If the temperature is constant and the speed of deformation increases, the same effect as lowering the temperature may occur. In the case of extremely high deformation speeds, rubber molecules do not have time to rearrange, and they appear as hard solids.
Under the action of stress, the molecular chain of the rubber material will be slowly destroyed, resulting in "creep", that is, the deformation is gradually increased. When the deformation force is gradually removed, this "creep" forms a small irreversible shape called "permanent deformation."
Sixth, the electrical properties of rubber
General purpose rubber makes excellent electrical insulation, natural rubber, butyl rubber, ethylene propylene rubber and styrene butadiene rubber have good dielectric properties, so it is widely used in insulated cables. NBR and chloroprene rubber have poor dielectric properties due to the presence of polar or atomic groups in their molecules. On the other hand, the conductive filler such as conductive carbon black or metal powder is added to the rubber to make it have sufficient conductivity to disperse the static charge or even become an electric conductor.
Seven, the thermal properties of rubber
1. Thermal conductivity Rubber is a poor conductor of heat, and its thermal conductivity is about 2.2...6.28 watts/meter 2.0K at a thickness of 25 mm. It is an excellent heat insulating material. If the rubber is made into a microporous or sponge state, the heat insulating effect is further improved, and the thermal conductivity is lowered to 0.4...2.0 watts. Any rubber parts that are in use may generate heat due to hysteresis loss, so care should be taken to dissipate heat.

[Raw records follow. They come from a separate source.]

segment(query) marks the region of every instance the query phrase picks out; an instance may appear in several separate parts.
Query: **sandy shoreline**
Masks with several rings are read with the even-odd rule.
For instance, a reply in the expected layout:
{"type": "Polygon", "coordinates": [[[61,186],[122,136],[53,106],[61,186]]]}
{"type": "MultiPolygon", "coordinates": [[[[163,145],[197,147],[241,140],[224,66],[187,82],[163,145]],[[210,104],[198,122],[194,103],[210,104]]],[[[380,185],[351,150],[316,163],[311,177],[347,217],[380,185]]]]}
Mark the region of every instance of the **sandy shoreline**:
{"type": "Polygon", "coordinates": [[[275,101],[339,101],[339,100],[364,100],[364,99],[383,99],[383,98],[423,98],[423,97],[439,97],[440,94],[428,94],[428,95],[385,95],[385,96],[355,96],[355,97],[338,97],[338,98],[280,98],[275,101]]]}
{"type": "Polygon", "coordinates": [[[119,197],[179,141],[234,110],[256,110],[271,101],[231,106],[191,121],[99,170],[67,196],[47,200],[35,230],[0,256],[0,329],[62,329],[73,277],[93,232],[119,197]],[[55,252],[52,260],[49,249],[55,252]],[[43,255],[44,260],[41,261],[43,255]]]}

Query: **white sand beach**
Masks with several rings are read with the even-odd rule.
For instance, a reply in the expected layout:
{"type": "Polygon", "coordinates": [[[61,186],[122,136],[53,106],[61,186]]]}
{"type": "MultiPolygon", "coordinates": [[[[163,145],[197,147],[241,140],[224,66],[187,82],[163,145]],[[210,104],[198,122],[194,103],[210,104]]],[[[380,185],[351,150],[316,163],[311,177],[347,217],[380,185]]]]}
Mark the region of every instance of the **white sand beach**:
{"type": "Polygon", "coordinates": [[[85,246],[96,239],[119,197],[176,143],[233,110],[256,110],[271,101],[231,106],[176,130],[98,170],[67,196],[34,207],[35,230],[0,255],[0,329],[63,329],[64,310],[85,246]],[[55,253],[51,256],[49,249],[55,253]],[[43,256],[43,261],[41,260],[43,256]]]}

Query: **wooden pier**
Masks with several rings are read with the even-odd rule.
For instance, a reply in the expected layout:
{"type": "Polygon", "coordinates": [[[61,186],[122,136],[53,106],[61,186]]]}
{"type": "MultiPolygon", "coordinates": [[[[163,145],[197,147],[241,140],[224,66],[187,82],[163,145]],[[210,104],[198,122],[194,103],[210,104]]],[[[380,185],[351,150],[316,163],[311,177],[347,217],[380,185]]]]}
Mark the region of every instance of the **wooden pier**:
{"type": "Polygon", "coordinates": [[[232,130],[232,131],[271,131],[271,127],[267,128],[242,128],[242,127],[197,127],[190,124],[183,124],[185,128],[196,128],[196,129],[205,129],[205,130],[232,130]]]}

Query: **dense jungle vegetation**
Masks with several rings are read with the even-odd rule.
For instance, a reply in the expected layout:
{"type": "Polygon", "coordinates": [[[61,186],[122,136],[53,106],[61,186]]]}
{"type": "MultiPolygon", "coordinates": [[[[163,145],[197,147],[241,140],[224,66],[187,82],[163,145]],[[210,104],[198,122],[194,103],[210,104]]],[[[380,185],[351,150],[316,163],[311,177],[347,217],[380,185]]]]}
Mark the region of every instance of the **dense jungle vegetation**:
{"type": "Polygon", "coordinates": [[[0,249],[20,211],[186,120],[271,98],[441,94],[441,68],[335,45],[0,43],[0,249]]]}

2. Thermal expansion Due to the large free volume between the rubber molecular chains, the internal rotation of the segments becomes easier as the temperature rises, which increases the volume. The linear expansion coefficient of rubber is about 20 times that of steel. This must be considered in the design of the vulcanization model for rubber products. Because the linear size of the finished rubber product will be 1.2...3.5% smaller than the model. For the same rubber, the hardness and raw rubber content of the rubber compound also have a great influence on the shrinkage rate of the rubber compound. The shrinkage ratio is inversely proportional to the hardness and proportional to the rubber content. The order of the theoretical shrinkage of various rubbers is:
Rubber products should pay special attention to the effect of volume shrinkage when used at low temperatures. For example, oil seals may leak due to shrinkage, and rubber-to-metal bonded products may cause excessive damage due to excessive stress caused by shrinkage.
Eight, the flammability of rubber
Most rubbers have varying degrees of flammability. The rubber containing halogen in the molecule is incorporated into chloroprene rubber, fluororubber, etc., and has certain flame resistance. Therefore, the chlorine-containing chloroprene-containing chlorosulfonated polyene is difficult to burn even after the external flame is removed, and the fluororubber is completely self-extinguishing. The flame retardant can be improved by blending a flame retardant such as a phosphate or a halogen-containing substance into the compound.